If you’re someone who has difficulty maintaining eye contact then I would advise selecting the single feed view and dragging it up to the top of your screen (or wherever your webcam is). It won’t be absolutely perfect but making eye contact with a single video feed that is physically within an inch or so of your camera will make it seem to your audience as if you are almost making eye contact with the camera. Unless they have you on a big screen on full screen view (and if you’re presenting slides or sharing your screen that will be the big picture, not your video) they won’t be able to tell the difference between you making eye contact with the webcam or making eye contact with the video feed just below the webcam.
With Teams or Skype, try reducing the size of the software window, and moving it about on screen to get the right position.
This only works if your webcam is positioned as part of or is right beside the screen. If you have an external webcam which is free standing and/or more than an inch from the edge of your screen, you need a different approach.
For some or us, it’s not other people’s video feeds that we make eye contact with but our own. Whether it’s ego, a desire to make sure we’re presenting well, or just the fact that yours may be the only visible feed on screen, it doesn’t matter – if you can move that video feed to align with your webcam, do it. It might feel a little weird to be effectively presenting to yourself, but if you’ve done any practising of presentations in the mirror, you may find this more comfortable than you might expect.
Post it notes are your friend!
Post it notes are a wonderful invention and are especially useful if you have to present on video while using a front facing phone camera.
Ideally if we ever have to use video on a smart phone, it’s best to use the camera on the reverse side – they tend to be higher resolution and therefore better quality. But if you’re working alone it can be hard to get the position the phone right – if you can’t see what the camera sees when you’re aligning it, you might end up with a off-centre video feed or one where the top of your head is cut off. If you have someone who can help position the phone’s reverse facing camera to make sure you’re in shot, great, but if not you may end up having to use the front facing camera.

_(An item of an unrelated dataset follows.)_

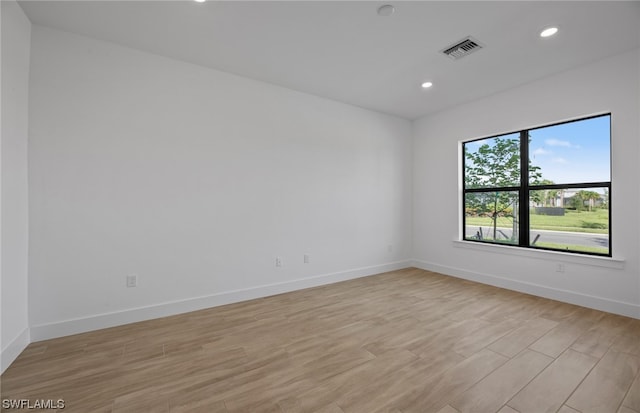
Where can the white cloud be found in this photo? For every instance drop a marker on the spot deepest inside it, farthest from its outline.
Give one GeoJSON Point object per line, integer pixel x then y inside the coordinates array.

But when you’re using the front facing camera, you can generally see yourself on the main screen, and as we’re all drawn on eyes on screen, it’s easy to end up making eye contact with yourself and not your audience (via the webcam).
So this is where post it notes come in – place a nice big one over the screen of the phone, so the picture is obscured but not the camera. Like this:
You can even draw an arrow on the post it note to draw your eye to where the (tiny almost invisible) front facing camera is. Like this:
On your laptop, you can also use the arrow on a post it note trick to direct your eyes to the webcam – here’s what the top of my laptop looks like currently:
It’s a low tech solution, but it works.
Blu-tak a Lego figurine (or other small doll with eyes) beside your webcam
Humans aren’t just drawn to eye contact with other humans – we also make it with animals, cartoons, toys – almost anything with one or two eyes. (More is harder, and while you can try and make eye contact with a spider but I can’t quite imagine how it would benefit you). This means that if the arrow on a post it note isn’t working for you, you can use something else as a proxy for your audience.
A former colleague of mine recommended Lego figures for this and I always thought this was an excellent idea. A little Lego person is small enough to not be a major distraction, but has a recognisable face (and two painted on eyes) so if you position your figurine correctly, it’s easy to use as a focus point.
It’s also a great excuse to use Lego’s online Pick-a-brick functionality to create the perfect Lego person, but keep in mind the Lego website can be a dangerous distraction during the work day. It’s a slippery slope from mini-figures to more – use with caution.